I valued Zoe Williams’ insightful article (In the war between snowflakes and boomers, I’m with the kids. If only it wasn’t so easy to laugh at them..., 22 November). As a 49-year-old, it seems to me that the younger generation are far more sensitive and naturally empathic than we are, leading them to experience what we would call “the normal ups and downs of life” much more intensely than we ever did.
It is far easier to dismiss their very intense experience of life, and make a joke of it, than it is to take courage and face the discomfort of opening our hearts to pain – theirs or our own – particularly if there’s a lot of pent-up and unacknowledged emotion bubbling away under the surface, threatening to spill over.
I commend the youth of today for their emotional courage and honesty in facing what is often a very harsh world, for it is in this very open, direct and often raw acknowledgement of our pain that the healing of it can start.
Maja McEwan
Cape Town, South Africa
• Zoe Williams needs to try a bit of real empathy instead of mockingly playing with the sensitivity of younger people.

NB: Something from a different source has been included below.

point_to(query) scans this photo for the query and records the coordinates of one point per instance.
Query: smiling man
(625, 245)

I am 61, and ashamed that our generation, with our lack of sensitivity, has pretty much brought the world as we know it to an environmental and economic dead end.
We hand this anxious situation on to the young, and expect them to provide solutions, then laugh at their feelings and ability to express themselves. The so-called “snowflake generation”, who call out abuse and name their upsets, appear to me far more emotionally aware, humane and responsible than my generation.